The young man is guilty, convicted, and sentenced to death. Humphrey Bogart walks with him to the execution. The message is heavy-handed. During the trial, Bogart literally states that this young man’s repeated choices are society’s faults. He chose to commit selfish, evil, easy choices – repeatedly. There is no personal responsibility, and no accountability — because it’s not his fault, it’s ours — somehow.
Editorial review of Knock on Any Door (1949) starring Humphrey Bogart, John Derek, courtesy of Amazon.com
Though Humphrey Bogart is the official star KNOCK ON ANY DOOR, the film is essentially a showcase for Columbia’s newest young male discovery John Derek. The first production of Bogart’s Santana company, the film casts Bogart as attorney Andrew Morton. A product of the slums, Morton is persuaded to take the case of underprivileged teenager Nick Romano (Derek), who has been arrested on a murder charge. Through flashbacks, Morton demonstrates that Romano is more a victim of society than a natural-born killer.

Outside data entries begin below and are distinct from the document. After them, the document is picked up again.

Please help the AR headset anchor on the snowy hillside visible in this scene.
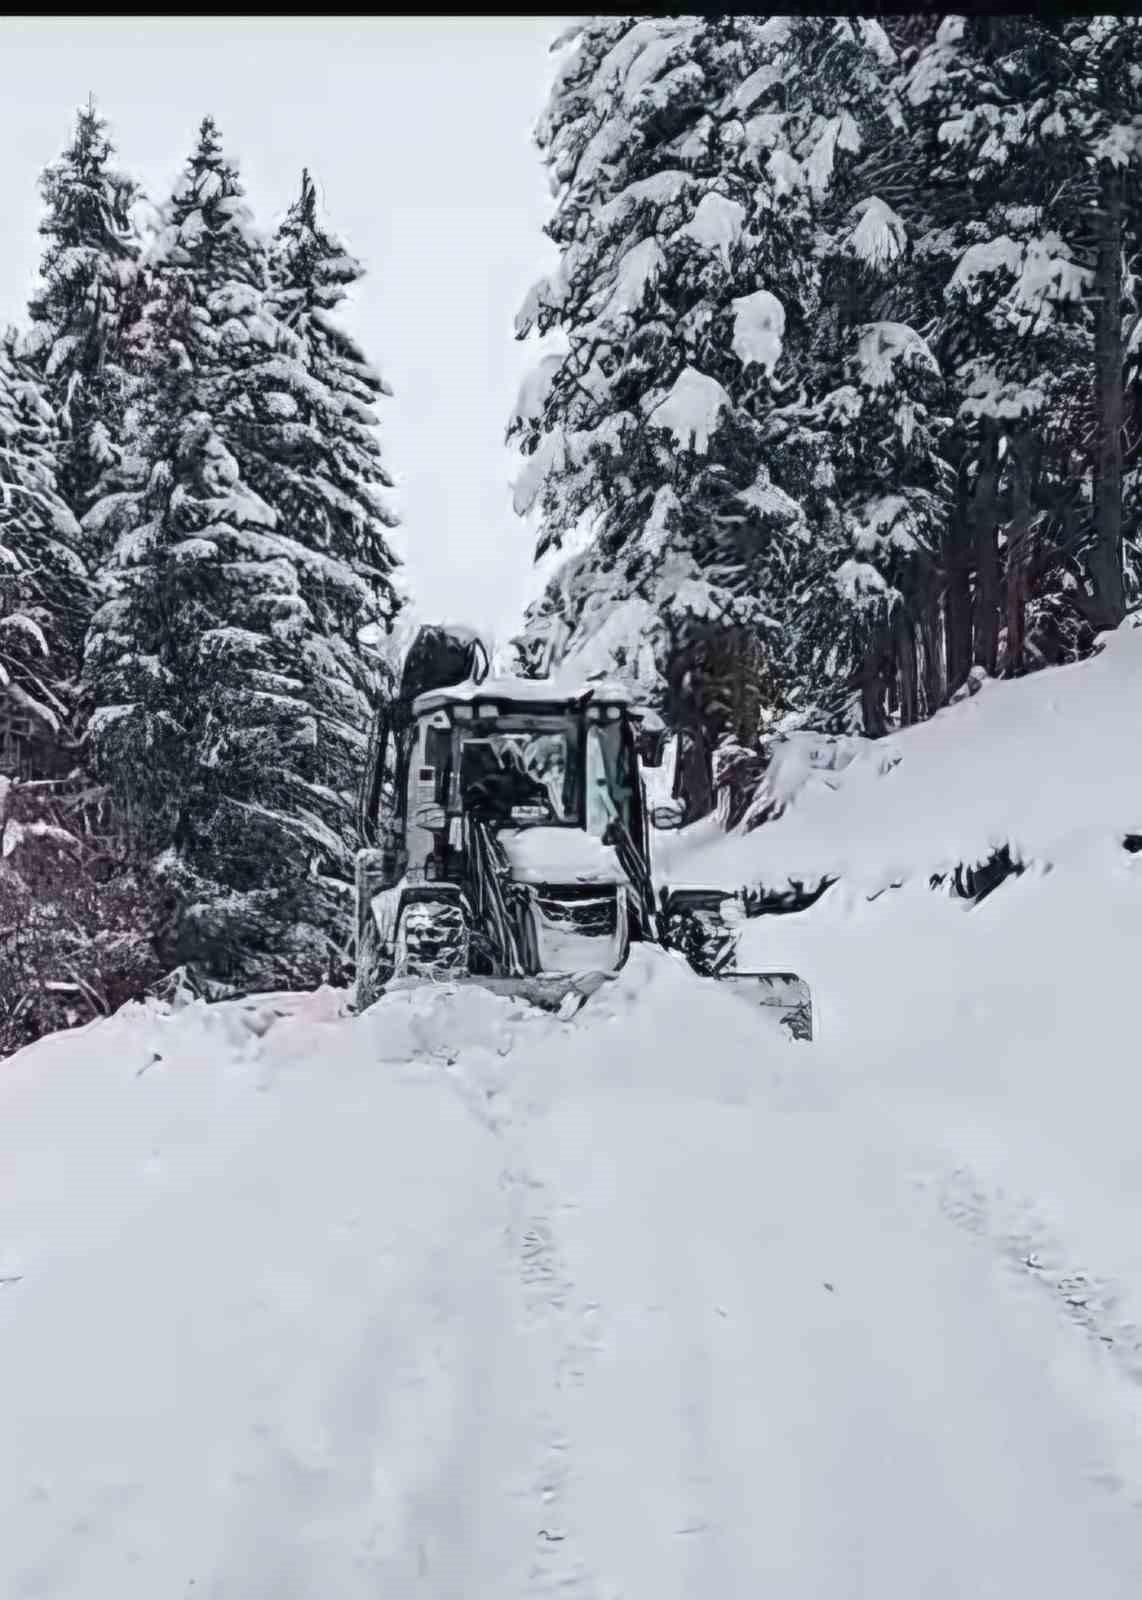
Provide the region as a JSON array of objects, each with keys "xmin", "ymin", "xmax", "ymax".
[
  {"xmin": 657, "ymin": 617, "xmax": 1142, "ymax": 898},
  {"xmin": 5, "ymin": 934, "xmax": 1142, "ymax": 1594}
]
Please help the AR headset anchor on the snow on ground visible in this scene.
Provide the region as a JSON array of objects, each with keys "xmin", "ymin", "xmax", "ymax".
[
  {"xmin": 657, "ymin": 617, "xmax": 1142, "ymax": 898},
  {"xmin": 4, "ymin": 939, "xmax": 1142, "ymax": 1595}
]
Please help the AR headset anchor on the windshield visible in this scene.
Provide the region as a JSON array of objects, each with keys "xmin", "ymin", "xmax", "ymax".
[{"xmin": 460, "ymin": 725, "xmax": 580, "ymax": 826}]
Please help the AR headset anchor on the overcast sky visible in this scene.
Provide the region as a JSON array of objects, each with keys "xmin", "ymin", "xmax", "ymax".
[{"xmin": 0, "ymin": 16, "xmax": 562, "ymax": 649}]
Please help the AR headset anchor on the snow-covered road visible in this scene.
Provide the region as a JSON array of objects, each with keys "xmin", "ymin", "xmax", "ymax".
[{"xmin": 3, "ymin": 947, "xmax": 1142, "ymax": 1597}]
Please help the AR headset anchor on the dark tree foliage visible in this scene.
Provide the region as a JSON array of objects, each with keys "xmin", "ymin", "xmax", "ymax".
[{"xmin": 25, "ymin": 99, "xmax": 140, "ymax": 528}]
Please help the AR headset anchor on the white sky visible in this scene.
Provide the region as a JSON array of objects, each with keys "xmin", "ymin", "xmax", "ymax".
[{"xmin": 0, "ymin": 15, "xmax": 562, "ymax": 649}]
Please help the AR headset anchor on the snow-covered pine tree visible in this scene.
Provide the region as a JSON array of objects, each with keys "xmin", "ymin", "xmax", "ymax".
[
  {"xmin": 902, "ymin": 17, "xmax": 1142, "ymax": 679},
  {"xmin": 510, "ymin": 17, "xmax": 819, "ymax": 812},
  {"xmin": 1065, "ymin": 17, "xmax": 1142, "ymax": 631},
  {"xmin": 790, "ymin": 321, "xmax": 952, "ymax": 735},
  {"xmin": 725, "ymin": 17, "xmax": 957, "ymax": 736},
  {"xmin": 0, "ymin": 332, "xmax": 91, "ymax": 769},
  {"xmin": 265, "ymin": 169, "xmax": 399, "ymax": 617},
  {"xmin": 24, "ymin": 98, "xmax": 140, "ymax": 530},
  {"xmin": 251, "ymin": 167, "xmax": 402, "ymax": 858},
  {"xmin": 84, "ymin": 119, "xmax": 363, "ymax": 990}
]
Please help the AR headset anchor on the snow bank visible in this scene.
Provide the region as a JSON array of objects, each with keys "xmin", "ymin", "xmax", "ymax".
[{"xmin": 660, "ymin": 619, "xmax": 1142, "ymax": 897}]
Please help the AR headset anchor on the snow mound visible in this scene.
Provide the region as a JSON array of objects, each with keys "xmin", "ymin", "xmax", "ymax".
[{"xmin": 660, "ymin": 619, "xmax": 1142, "ymax": 898}]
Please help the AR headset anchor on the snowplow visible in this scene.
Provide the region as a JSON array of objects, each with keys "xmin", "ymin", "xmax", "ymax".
[{"xmin": 354, "ymin": 625, "xmax": 813, "ymax": 1038}]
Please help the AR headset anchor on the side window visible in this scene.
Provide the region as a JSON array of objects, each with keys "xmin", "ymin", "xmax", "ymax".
[
  {"xmin": 405, "ymin": 725, "xmax": 437, "ymax": 817},
  {"xmin": 424, "ymin": 726, "xmax": 452, "ymax": 805},
  {"xmin": 586, "ymin": 727, "xmax": 618, "ymax": 837}
]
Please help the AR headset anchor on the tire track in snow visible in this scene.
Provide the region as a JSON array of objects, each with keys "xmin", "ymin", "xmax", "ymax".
[
  {"xmin": 917, "ymin": 1160, "xmax": 1142, "ymax": 1505},
  {"xmin": 503, "ymin": 1098, "xmax": 765, "ymax": 1600},
  {"xmin": 196, "ymin": 1009, "xmax": 545, "ymax": 1600},
  {"xmin": 439, "ymin": 1017, "xmax": 616, "ymax": 1598},
  {"xmin": 502, "ymin": 1162, "xmax": 611, "ymax": 1600},
  {"xmin": 927, "ymin": 1166, "xmax": 1142, "ymax": 1386}
]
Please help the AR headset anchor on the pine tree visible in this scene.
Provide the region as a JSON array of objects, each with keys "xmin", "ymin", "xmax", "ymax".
[
  {"xmin": 1063, "ymin": 17, "xmax": 1142, "ymax": 631},
  {"xmin": 902, "ymin": 17, "xmax": 1142, "ymax": 677},
  {"xmin": 510, "ymin": 18, "xmax": 822, "ymax": 807},
  {"xmin": 265, "ymin": 168, "xmax": 399, "ymax": 621},
  {"xmin": 83, "ymin": 119, "xmax": 361, "ymax": 990},
  {"xmin": 719, "ymin": 17, "xmax": 957, "ymax": 736},
  {"xmin": 251, "ymin": 168, "xmax": 402, "ymax": 861},
  {"xmin": 25, "ymin": 98, "xmax": 140, "ymax": 528},
  {"xmin": 0, "ymin": 333, "xmax": 90, "ymax": 759},
  {"xmin": 790, "ymin": 322, "xmax": 952, "ymax": 735}
]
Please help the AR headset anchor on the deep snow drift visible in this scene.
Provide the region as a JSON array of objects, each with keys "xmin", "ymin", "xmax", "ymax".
[{"xmin": 4, "ymin": 939, "xmax": 1142, "ymax": 1596}]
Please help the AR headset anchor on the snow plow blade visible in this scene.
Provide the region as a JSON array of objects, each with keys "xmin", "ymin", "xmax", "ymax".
[
  {"xmin": 382, "ymin": 968, "xmax": 615, "ymax": 1018},
  {"xmin": 658, "ymin": 887, "xmax": 814, "ymax": 1040},
  {"xmin": 713, "ymin": 970, "xmax": 814, "ymax": 1041}
]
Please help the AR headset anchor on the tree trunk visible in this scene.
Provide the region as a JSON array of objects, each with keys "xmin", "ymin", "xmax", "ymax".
[
  {"xmin": 859, "ymin": 635, "xmax": 889, "ymax": 738},
  {"xmin": 1089, "ymin": 161, "xmax": 1126, "ymax": 629},
  {"xmin": 919, "ymin": 583, "xmax": 946, "ymax": 715},
  {"xmin": 972, "ymin": 425, "xmax": 1002, "ymax": 675},
  {"xmin": 673, "ymin": 728, "xmax": 714, "ymax": 821},
  {"xmin": 894, "ymin": 606, "xmax": 919, "ymax": 726},
  {"xmin": 942, "ymin": 457, "xmax": 974, "ymax": 697},
  {"xmin": 1003, "ymin": 431, "xmax": 1032, "ymax": 676}
]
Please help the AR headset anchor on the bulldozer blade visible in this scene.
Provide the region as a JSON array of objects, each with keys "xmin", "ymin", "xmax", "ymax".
[
  {"xmin": 381, "ymin": 969, "xmax": 616, "ymax": 1016},
  {"xmin": 714, "ymin": 971, "xmax": 814, "ymax": 1041}
]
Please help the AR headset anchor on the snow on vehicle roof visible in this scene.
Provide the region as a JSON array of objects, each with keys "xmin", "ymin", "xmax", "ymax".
[
  {"xmin": 412, "ymin": 672, "xmax": 640, "ymax": 714},
  {"xmin": 497, "ymin": 826, "xmax": 627, "ymax": 886}
]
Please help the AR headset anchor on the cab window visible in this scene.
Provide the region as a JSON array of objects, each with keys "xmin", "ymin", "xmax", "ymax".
[
  {"xmin": 424, "ymin": 726, "xmax": 452, "ymax": 804},
  {"xmin": 586, "ymin": 722, "xmax": 633, "ymax": 837}
]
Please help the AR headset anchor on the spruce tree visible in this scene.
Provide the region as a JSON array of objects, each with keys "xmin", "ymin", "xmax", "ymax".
[
  {"xmin": 254, "ymin": 168, "xmax": 402, "ymax": 859},
  {"xmin": 84, "ymin": 119, "xmax": 357, "ymax": 990},
  {"xmin": 701, "ymin": 16, "xmax": 956, "ymax": 737},
  {"xmin": 25, "ymin": 98, "xmax": 140, "ymax": 528},
  {"xmin": 902, "ymin": 17, "xmax": 1142, "ymax": 675},
  {"xmin": 0, "ymin": 333, "xmax": 90, "ymax": 753},
  {"xmin": 510, "ymin": 18, "xmax": 821, "ymax": 808}
]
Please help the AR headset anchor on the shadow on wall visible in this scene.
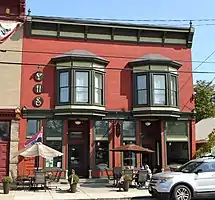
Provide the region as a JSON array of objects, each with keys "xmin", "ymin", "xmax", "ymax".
[
  {"xmin": 120, "ymin": 64, "xmax": 132, "ymax": 109},
  {"xmin": 10, "ymin": 23, "xmax": 23, "ymax": 42}
]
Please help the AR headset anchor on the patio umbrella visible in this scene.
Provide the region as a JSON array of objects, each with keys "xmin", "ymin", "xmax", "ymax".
[
  {"xmin": 110, "ymin": 144, "xmax": 154, "ymax": 153},
  {"xmin": 13, "ymin": 142, "xmax": 63, "ymax": 159}
]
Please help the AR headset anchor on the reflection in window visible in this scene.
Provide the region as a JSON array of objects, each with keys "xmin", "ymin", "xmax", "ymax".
[
  {"xmin": 94, "ymin": 121, "xmax": 109, "ymax": 137},
  {"xmin": 122, "ymin": 121, "xmax": 136, "ymax": 137},
  {"xmin": 75, "ymin": 71, "xmax": 89, "ymax": 103},
  {"xmin": 45, "ymin": 141, "xmax": 62, "ymax": 168},
  {"xmin": 170, "ymin": 76, "xmax": 177, "ymax": 106},
  {"xmin": 153, "ymin": 75, "xmax": 166, "ymax": 105},
  {"xmin": 0, "ymin": 121, "xmax": 10, "ymax": 141},
  {"xmin": 59, "ymin": 72, "xmax": 69, "ymax": 103},
  {"xmin": 26, "ymin": 120, "xmax": 41, "ymax": 137},
  {"xmin": 94, "ymin": 73, "xmax": 103, "ymax": 104},
  {"xmin": 137, "ymin": 75, "xmax": 147, "ymax": 104},
  {"xmin": 95, "ymin": 141, "xmax": 109, "ymax": 166},
  {"xmin": 167, "ymin": 142, "xmax": 189, "ymax": 165},
  {"xmin": 166, "ymin": 121, "xmax": 188, "ymax": 136},
  {"xmin": 45, "ymin": 120, "xmax": 63, "ymax": 137},
  {"xmin": 123, "ymin": 141, "xmax": 137, "ymax": 167}
]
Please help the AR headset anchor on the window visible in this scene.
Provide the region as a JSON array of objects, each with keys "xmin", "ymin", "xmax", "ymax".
[
  {"xmin": 136, "ymin": 75, "xmax": 147, "ymax": 104},
  {"xmin": 170, "ymin": 76, "xmax": 177, "ymax": 106},
  {"xmin": 59, "ymin": 72, "xmax": 69, "ymax": 103},
  {"xmin": 122, "ymin": 121, "xmax": 136, "ymax": 137},
  {"xmin": 75, "ymin": 71, "xmax": 89, "ymax": 103},
  {"xmin": 45, "ymin": 120, "xmax": 63, "ymax": 137},
  {"xmin": 26, "ymin": 120, "xmax": 41, "ymax": 137},
  {"xmin": 95, "ymin": 141, "xmax": 109, "ymax": 166},
  {"xmin": 166, "ymin": 121, "xmax": 188, "ymax": 136},
  {"xmin": 45, "ymin": 141, "xmax": 62, "ymax": 168},
  {"xmin": 0, "ymin": 121, "xmax": 10, "ymax": 141},
  {"xmin": 167, "ymin": 142, "xmax": 189, "ymax": 165},
  {"xmin": 94, "ymin": 73, "xmax": 103, "ymax": 104},
  {"xmin": 153, "ymin": 75, "xmax": 166, "ymax": 105},
  {"xmin": 94, "ymin": 121, "xmax": 109, "ymax": 137},
  {"xmin": 123, "ymin": 141, "xmax": 137, "ymax": 167}
]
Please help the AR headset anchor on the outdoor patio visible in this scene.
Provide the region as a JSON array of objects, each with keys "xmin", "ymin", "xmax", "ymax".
[{"xmin": 0, "ymin": 182, "xmax": 154, "ymax": 200}]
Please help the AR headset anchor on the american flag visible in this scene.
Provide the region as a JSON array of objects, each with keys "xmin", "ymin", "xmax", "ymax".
[{"xmin": 24, "ymin": 127, "xmax": 44, "ymax": 147}]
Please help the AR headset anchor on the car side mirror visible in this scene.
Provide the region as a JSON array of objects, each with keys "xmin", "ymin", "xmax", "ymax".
[{"xmin": 195, "ymin": 169, "xmax": 203, "ymax": 174}]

Though this defense strategy does not have the desired result on the jury thanks to the badgering of DA Kernan (George Macready), Morton does manage to arouse sympathy for the plight of those trapped by birth and circumstance in a dead-end existence. As Nick Romano, John Derek would never be better, nor would ever again play a character who struck so responsive a chord with the audience. Nick’s oft-repeated credo — ’Live fast, die young, and leave a good-looking corpse — — became the clarion call for a generation of disenfranchised youth. Director Nicholas Ray would later expand on themes touched upon in KNOCK ON ANY DOOR in his juvenile delinquent — chef d’oeuvre’ REBEL WITHOUT A CAUSE. Viewers are advised to watch for future TV personalities Cara Williams and Si Melton in uncredited minor roles. KNOCK ON ANY DOOR spawned a belated sequel in 1960, LET NO MAN WRITE MY EPITAPH.